Abstract

Fake News Detection (FND) is an essential field in natural language processing that aims to identify and check the truthfulness of significant claims in a news article to decide the news veracity. FND finds its uses in preventing social, political, and national damage caused due to the misrepresentation of facts that may harm a particular section of society. Further, with the explosive rise in fake news dissemination over social media, including images and text, it has become imperative to identify fake news faster and more accurately. This work investigates a novel multimodal stacked ensemble-based framework (SEMI-FND) for fake news detection. Focus is also kept on ensuring faster performance with fewer parameters.
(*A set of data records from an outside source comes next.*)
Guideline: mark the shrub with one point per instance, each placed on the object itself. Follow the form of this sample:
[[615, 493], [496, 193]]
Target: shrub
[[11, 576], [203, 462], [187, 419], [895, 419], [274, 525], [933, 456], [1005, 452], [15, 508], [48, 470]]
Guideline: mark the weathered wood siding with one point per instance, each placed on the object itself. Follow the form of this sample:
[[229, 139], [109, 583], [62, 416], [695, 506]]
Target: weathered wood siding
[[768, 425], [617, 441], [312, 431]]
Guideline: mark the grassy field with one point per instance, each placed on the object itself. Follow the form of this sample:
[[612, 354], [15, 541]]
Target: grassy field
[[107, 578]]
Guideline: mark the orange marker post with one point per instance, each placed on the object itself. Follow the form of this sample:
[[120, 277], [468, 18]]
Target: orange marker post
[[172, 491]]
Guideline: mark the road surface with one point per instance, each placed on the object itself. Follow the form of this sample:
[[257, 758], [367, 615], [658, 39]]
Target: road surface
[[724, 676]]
A deep unimodal analysis is done on the image modality to identify NasNet Mobile as the most appropriate model to improve multimodal performance further. For text, an ensemble of BERT and ELECTRA has been used. The approach was evaluated on Twitter MediaEval Dataset and Weibo Corpus. The suggested framework offered 85.80% and 86.83% accuracy on the Twitter and Weibo datasets. These reported metrics are superior when compared to similar recent works. This work also reports a reduction in training parameters compared to its potential counterparts. The developed framework offered an overall parameter reduction of at least 20% with a 2% and 60% reduction on the image and text modality, respectively. Therefore, based on the investigations presented, it is concluded that applying a stacked ensembling significantly improves FND over other approaches while also improving speed.